Note: Despite those conversions work, they are only meant for demonstration purposes. Scala has a compatibility library scala-java8-compat to convert Java to Scala types. Use it.

Implicit Classes as Decorators

As you could see, implicit classes are very handy to decorate Java objects, which you cannot change. This becomes especially handy when using Java libraries, like, for example SolrJ.

To simplify object construction (good old Java setters in that case) and minify observable side effects, functional object builders can be implemented that way. I used this approach, to design a Scala interface for the org.apache.solr.common.SolrDocument:

/** Implicit ops for solr documents */
private[search] implicit class SolrDocumentOps(in: SolrDocument) {
  def asScala = new ScalaSolrDocument(in)
}

/** Typesafe representation of a solr document
  *
  * @param underlying The original (wrapped) solr document
  */
private[search] class ScalaSolrDocument(val underlying: SolrDocument) 

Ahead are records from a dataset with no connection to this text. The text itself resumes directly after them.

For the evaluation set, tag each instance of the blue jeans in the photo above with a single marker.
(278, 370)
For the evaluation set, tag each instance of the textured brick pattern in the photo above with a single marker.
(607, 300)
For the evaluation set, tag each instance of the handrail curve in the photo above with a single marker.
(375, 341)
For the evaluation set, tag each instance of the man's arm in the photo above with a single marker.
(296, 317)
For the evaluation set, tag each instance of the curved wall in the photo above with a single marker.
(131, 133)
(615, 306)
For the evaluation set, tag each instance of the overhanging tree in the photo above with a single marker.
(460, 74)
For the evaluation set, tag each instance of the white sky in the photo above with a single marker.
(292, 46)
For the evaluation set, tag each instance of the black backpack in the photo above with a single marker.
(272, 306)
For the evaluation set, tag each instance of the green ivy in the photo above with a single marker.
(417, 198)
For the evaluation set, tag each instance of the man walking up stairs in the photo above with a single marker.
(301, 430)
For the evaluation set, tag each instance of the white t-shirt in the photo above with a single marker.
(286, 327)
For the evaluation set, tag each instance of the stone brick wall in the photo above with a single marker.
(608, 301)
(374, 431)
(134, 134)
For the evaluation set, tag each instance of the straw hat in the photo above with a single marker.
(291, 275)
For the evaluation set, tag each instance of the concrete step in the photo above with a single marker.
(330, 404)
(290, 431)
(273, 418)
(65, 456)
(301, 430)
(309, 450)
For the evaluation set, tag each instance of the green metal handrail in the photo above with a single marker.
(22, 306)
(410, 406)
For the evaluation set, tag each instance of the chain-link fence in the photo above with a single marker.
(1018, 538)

  /** Helper method to add fields to existing result documents **/
  def withField(fieldName: String, value: Any): ScalaSolrDocument = {
    val doc = new SolrDocument()
    underlying.entrySet().asScala.foreach(f => doc.addField(f.getKey, f.getValue))
    doc.addField(fieldName, value)
    doc.asScala
  }
  
  /** Transform function to maintain fluid interface, because document is not monadic */
  def transform[T](f: SolrDocument => T) = f(underlying)
}

To prevent confusion of the newly added Scala methods with the existing interface, the only method on the implicit decorator class is asScala which returns the custom ScalaSolrDocument which wraps the original object. An example to get rid of side effects is the method withField which constructs a new underlying SolrDocument every time a field is modified.

The usage is pretty simple:

val doc = new SolrDocument
val sDoc: ScalaSolrDocument = doc.asScala.
  withField("name", "Frank"),
  withField("profession", "programmer")
val res: SolrDocument = sDoc.underlying

Implicit Conversion

Another approach to convert between the original SolrDocument and the custom ScalaSolrDocument is Scalas implicit conversions feature.

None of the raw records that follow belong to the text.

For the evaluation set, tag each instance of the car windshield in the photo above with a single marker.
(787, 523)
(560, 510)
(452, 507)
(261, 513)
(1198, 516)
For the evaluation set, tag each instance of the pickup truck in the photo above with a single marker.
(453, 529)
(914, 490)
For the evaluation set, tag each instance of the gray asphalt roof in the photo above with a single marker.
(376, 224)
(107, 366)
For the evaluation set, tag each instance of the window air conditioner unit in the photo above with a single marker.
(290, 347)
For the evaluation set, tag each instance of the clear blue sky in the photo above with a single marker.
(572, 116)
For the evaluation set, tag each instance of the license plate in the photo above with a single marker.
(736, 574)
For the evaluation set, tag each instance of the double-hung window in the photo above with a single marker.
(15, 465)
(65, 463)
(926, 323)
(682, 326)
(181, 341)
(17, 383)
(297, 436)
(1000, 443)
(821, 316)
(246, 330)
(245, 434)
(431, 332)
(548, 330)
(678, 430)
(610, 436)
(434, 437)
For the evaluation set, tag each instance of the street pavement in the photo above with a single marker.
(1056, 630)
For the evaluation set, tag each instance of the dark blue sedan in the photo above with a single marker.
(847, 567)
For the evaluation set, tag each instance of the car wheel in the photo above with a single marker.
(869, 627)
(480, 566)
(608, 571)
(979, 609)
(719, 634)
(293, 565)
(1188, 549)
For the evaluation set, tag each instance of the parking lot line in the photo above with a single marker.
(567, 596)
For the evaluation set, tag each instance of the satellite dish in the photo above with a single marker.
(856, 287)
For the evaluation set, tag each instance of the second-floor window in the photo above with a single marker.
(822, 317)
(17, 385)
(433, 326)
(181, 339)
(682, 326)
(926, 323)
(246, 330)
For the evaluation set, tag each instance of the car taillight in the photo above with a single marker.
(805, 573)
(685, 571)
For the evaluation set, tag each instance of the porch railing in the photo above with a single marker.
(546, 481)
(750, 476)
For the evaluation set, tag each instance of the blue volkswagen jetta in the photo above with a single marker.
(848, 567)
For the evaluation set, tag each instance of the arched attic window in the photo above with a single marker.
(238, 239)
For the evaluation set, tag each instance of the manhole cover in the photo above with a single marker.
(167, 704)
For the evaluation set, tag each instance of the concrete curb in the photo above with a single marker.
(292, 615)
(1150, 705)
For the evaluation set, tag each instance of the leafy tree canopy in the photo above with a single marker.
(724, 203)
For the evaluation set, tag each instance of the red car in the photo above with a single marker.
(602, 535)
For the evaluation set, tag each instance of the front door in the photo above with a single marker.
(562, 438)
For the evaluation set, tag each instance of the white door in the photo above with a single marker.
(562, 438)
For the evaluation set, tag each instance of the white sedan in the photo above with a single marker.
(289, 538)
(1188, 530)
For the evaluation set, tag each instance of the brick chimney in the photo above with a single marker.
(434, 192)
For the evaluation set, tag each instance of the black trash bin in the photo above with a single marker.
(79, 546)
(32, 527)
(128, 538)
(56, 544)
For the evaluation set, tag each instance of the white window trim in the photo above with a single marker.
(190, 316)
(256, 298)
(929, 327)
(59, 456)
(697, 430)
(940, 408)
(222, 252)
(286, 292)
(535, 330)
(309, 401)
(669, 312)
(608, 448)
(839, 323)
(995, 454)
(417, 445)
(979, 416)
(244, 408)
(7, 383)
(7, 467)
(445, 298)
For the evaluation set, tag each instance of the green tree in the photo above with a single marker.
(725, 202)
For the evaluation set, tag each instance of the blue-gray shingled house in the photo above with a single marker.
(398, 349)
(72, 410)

By providing two implicit values containing the converter functions, the Scala compiler will implicitely convert between the two types where needed:

import scala.language.implicitConversions

implicit val solrDocToScala = (in: SolrDocument) => new ScalaSolrDocument(in)
implicit val solrDocFromScala = (in: ScalaSolrDocument) => in.underlying

// could be a method of an interface which needs the original document
def save(doc: SolrDocument) = ???

val jDoc = new SolrDocument() // original doc

// implicit conversion to ScalaSolrDocument
val sDoc = jDoc.withField("name", "Frank") 

// implicit conversion back to SolrDocument
save(sDoc)

Note: Implicit conversions are considered an advanced language feature, because things can get confusing fast. Don’t overuse them.